Japan’s Ministry of Health, Labour and Welfare (MHLW), Pharmaceutical and Food Safety Bureau (Evaluation and Licensing Division), issued PFSB/ELD Notification No. 0214-1 on February 14, 2013: Handling of Non-proprietary Names and Brand Names related to Biosimilars. The notice revises and replaces an older notification (dated March 4, 2009) to better clarify handling, especially for simple protein drugs, and states the old notification will be abolished upon implementation of the new one. Reference: PMDA PDF.

Regulatory intent: “distinguishable at a glance”

The central requirement is that both the non-proprietary name and the brand name of a biosimilar must be easily distinguishable from:

• the original biopharmaceutical, and
• other biosimilars, so it is clear the product is a biosimilar. Reference: PMDA PDF.

Non-proprietary name rule (generic name)

Default approach: originator’s non-proprietary name + bracketed “biosimilar” numbering

The notice explains that the non-proprietary name should be determined in accordance with relevant naming notifications, and then “biosimilar 1 (2, 3, …)” is added in square brackets to the end of the originator’s non-proprietary name excluding the “genetical recombination” descriptor, at the point the product is determined to be a biosimilar through the individual approval review. Reference: PMDA PDF.
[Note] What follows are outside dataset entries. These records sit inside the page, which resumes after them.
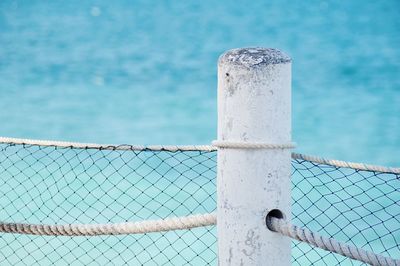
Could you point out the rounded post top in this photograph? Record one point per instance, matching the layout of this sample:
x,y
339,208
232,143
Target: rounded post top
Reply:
x,y
253,57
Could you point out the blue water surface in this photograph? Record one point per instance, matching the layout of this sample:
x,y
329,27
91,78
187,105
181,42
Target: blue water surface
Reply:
x,y
144,72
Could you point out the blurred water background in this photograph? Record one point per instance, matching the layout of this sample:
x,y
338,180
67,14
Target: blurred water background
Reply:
x,y
144,72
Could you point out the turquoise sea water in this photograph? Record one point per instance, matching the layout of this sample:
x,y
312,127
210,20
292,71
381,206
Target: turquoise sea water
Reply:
x,y
145,73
Special case: simple protein drugs with the same primary structure

For products where the primary structure of the intended active ingredient of a simple protein drug is judged to be the same as that of the originator’s active ingredient, the notice states the non-proprietary name should be the same as the originator’s, without adding a new non-proprietary name. Reference: PMDA PDF.

Brand name rule

For the brand name, the notice indicates it should, in principle, follow the brand-name handling notification referenced in the document, where:

• dosage form, content/strength, and company name (house name, etc.) are appended to the non-proprietary name, and
• the “genetical recombination” descriptor is omitted from the name, and
• “BS” is attached instead of the bracketed “biosimilar 1 (2, 3, …)” expression used for the non-proprietary name. Reference: PMDA PDF.

Example shown in the notice (illustrative placeholders)

• Non-proprietary name (example format): ○○○○○ (Genetical Recombination) [××××× biosimilar 1]
• Brand name (example format): ××××× BS Injection Content Company name (Where ××××× denotes the originator’s non-proprietary name excluding “(genetical recombination)”.) Reference: PMDA PDF.

Practical takeaways for sponsors and reviewers

• Plan naming early: numbering (“biosimilar 1/2/3…”) is tied to approval review outcomes, so align regulatory and labeling teams early.
• Use naming to support pharmacovigilance: distinguishable names can reduce medication errors and help traceability in real-world use.
• Watch the simple-protein exception: when primary structure is judged the same, the generic name approach differs, so confirm applicability during consultations. Reference: PMDA PDF.